In an unscientific but large poll by Boston Consulting Group, Huawei was ranked the 6th most innovative company in the world, eclipsing some of the most respected companies in the world. Its US$20 billion research budget ranks with Apple, Google, Amazon, Microsoft, and Samsung, the only companies perceived as more innovative.
Trump’s war has done wonders for Huawei’s reputation. Two years ago, Huawei was the leader in telecom but little known outside it. When the most powerful nation on earth expressing mortal fear, people outside the industry took note.

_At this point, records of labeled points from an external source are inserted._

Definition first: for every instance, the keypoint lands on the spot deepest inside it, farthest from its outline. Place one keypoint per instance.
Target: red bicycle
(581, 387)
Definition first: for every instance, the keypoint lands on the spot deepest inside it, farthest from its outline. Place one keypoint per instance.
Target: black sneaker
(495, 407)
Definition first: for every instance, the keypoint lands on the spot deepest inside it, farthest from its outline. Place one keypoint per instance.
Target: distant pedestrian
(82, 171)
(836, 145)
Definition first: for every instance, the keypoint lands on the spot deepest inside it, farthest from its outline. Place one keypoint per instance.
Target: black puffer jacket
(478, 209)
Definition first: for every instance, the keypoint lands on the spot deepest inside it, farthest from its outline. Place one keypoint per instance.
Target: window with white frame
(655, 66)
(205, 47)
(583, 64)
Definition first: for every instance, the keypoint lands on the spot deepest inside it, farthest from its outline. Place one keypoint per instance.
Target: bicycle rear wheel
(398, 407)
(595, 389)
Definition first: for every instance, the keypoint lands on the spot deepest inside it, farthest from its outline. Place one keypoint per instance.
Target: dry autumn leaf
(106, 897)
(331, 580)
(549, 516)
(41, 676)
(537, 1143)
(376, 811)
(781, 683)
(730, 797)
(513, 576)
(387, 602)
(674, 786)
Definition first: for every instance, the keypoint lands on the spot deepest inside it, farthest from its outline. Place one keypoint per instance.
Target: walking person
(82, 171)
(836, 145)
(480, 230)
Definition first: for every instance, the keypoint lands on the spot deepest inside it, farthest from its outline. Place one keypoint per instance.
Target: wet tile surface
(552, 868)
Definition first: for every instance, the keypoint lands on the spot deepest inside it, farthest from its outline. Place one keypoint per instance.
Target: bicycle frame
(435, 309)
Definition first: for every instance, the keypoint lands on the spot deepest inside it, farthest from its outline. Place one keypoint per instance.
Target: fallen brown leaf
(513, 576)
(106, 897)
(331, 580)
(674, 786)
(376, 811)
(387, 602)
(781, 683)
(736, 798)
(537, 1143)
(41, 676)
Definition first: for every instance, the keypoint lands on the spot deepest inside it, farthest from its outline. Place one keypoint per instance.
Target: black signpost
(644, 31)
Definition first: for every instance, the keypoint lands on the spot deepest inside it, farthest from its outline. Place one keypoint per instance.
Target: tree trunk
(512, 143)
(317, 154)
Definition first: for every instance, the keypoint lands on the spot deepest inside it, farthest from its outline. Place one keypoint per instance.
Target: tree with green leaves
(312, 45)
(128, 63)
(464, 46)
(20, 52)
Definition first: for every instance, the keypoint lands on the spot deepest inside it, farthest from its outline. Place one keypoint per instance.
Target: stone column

Few of the 2,500 “senior executives” surveyed are experts in innovation. Nearly none have the time for close study. They are too busy doing their jobs. There’s no absolute measure here.
However, it would be almost impossible to rank so high and simultaneously inhibit innovation in telecom. That’s the unlikely claim of a DC advocacy outfit, ITIF. It notoriously refuses to reveal its funding, but it has close ties to U.S. corporate lobbyists.
Without unfair, mercantilist Chinese government policies and programs for its telecom giants, China would lack a globally competitive telecom equipment industry. Neither Huawei, nor ZTE, would have more than minor market shares, even in China. …
Beijing’s policies dramatically limit foreign access to China’s huge telecom markets, providing them with a guaranteed source of revenue to attack foreign competitors.
Atkinson of ITIF makes no mention of the carve-out of 30% of China’s telecom purchases for Western companies a decade ago. Under pressure of an EU threat to block Huawei in Europe, the Chinese telcos were directed to order 10% from Alcatel, 10% from Nokia, and 10% from Ericsson. My sources on that include Marcus Weldon, Nokia’s CTO.
My sources that Huawei makes outstanding engineering advances include Dr. Paul Reynolds, then CEO of British Telecom Wholesale.
“I’m just back from Shenzhen, where I met an exceptional group of Huawei engineers,” Paul said back in 2004 in London. “Watch them. They are the next Cisco.” I could quote a dozen other top telecom engineers about the quality of Huawei’s work and products.
Atkinson is paid about a half-million per year, including from major telecom firms. He often depends on a single footnote to a dubious source.
I’ve urged him to pull back the paper and review it.